On the theory that confession's good for the soul, I suppose I should also
admit that I have trouble visualizing a bass string flying free in the
manner that seems to hold such terror on this list.  Seems like there's a
fair number of obstacles to doing that, and I'm not sure that a bass string
possesses the kind of mass/elastic energy -- or whatever physics/technical
term applies -- to achieve such flight in any case.

 

But as someone who humbly bows before simple empirical fact, at least when
one slaps me in the face, I would certainly defer to those who've personally
witnessed a bass string take majestic flight from a grand piano.  Any chance
someone here might describe such an event?  (I've got an old grand I'm
seriously considering popping some strings on for experimental purposes.)

 

Best,

 

Jeff

----- Original Message ----- 

From: Andrew <mailto:andrew at andersonmusic.com>  Anderson 

To: College and University <mailto:caut at ptg.org>  Technicians 

Sent: Friday, March 24, 2006 3:21 PM

Subject: Re: [CAUT] Adams 1/4 tone sharp piano

 

Jeff,
I was thinking that if I got stuck with one of these jobs I'd run truck
straps over the piano to restrain any flying strings and than seriously
suggest leaving them there. ;-)

Andrew Anderson

At 11:23 AM 3/24/2006, you wrote:




On Mar 24, 2006, at 11:10 AM, Wolfley, Eric ((wolfleel)) wrote:




Alan, in answer to your question about how sharp I would tune I would say 50
cents!
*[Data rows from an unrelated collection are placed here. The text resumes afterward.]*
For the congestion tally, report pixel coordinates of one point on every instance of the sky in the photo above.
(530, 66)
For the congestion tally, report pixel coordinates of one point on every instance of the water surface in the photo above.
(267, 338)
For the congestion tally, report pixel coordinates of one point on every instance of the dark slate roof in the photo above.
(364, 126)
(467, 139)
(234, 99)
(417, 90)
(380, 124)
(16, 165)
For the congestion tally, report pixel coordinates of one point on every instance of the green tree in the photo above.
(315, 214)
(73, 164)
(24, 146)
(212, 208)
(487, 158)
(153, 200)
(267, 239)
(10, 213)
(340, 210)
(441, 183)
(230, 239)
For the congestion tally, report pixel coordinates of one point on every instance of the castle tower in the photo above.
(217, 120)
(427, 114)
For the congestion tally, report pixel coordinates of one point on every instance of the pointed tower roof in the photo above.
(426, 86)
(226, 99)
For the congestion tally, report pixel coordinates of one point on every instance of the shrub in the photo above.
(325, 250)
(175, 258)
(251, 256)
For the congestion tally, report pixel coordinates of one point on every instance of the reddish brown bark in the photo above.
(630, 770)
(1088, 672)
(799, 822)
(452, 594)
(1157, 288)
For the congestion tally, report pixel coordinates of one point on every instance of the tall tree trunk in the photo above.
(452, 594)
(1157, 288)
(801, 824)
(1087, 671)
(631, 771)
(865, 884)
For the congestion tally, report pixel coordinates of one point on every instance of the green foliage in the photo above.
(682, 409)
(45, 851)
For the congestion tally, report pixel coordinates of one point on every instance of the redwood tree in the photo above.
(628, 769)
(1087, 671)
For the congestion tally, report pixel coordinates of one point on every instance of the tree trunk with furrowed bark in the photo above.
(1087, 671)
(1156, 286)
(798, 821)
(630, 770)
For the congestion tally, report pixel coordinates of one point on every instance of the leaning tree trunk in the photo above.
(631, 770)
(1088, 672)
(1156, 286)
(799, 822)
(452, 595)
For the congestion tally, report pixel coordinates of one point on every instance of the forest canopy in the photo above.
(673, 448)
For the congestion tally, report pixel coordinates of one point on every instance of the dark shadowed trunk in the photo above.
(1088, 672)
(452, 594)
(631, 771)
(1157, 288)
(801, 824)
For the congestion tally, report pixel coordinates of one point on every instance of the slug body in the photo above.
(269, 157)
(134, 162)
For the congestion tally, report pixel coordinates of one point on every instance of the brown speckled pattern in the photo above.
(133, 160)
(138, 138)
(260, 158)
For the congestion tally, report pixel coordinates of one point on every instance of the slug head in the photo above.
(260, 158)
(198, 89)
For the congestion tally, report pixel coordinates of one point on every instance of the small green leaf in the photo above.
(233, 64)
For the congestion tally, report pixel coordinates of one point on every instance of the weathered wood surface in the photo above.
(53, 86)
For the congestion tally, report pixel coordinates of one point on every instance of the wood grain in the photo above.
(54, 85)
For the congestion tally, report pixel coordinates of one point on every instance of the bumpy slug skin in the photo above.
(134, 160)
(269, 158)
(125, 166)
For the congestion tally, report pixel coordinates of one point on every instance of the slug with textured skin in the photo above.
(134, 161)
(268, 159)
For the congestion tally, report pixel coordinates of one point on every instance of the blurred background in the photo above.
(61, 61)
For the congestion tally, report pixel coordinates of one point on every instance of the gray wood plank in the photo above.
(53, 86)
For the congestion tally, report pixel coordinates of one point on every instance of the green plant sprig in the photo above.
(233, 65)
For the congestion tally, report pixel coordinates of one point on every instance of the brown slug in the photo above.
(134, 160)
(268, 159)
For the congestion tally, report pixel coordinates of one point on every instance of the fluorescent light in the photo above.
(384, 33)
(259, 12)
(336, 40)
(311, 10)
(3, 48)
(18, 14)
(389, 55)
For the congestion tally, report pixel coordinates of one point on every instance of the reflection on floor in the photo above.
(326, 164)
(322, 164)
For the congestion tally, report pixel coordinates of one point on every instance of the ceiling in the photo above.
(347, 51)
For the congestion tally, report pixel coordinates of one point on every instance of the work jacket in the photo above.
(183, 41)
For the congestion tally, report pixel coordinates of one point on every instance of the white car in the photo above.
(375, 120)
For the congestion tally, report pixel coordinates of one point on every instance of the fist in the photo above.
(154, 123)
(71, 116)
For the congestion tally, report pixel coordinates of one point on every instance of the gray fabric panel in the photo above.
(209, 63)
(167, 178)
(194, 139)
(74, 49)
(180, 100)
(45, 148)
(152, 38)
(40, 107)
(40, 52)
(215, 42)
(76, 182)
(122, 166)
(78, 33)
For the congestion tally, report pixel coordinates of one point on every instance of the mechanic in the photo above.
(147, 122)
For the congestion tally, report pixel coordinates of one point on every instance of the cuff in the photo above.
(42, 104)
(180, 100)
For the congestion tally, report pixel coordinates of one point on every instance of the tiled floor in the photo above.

It wouldn't make any sense to de-tune more...a semitone is just a
transposition. Any less or more than a quarter-tone (sharp or flat) would
diminish the effect.



Ok, here's a suggestion that sounds like a dumb southerner might suggest,
that should reduce risk of all this.

How about LOWERING the pitch 50 cents and transposing 1/2 step sharp?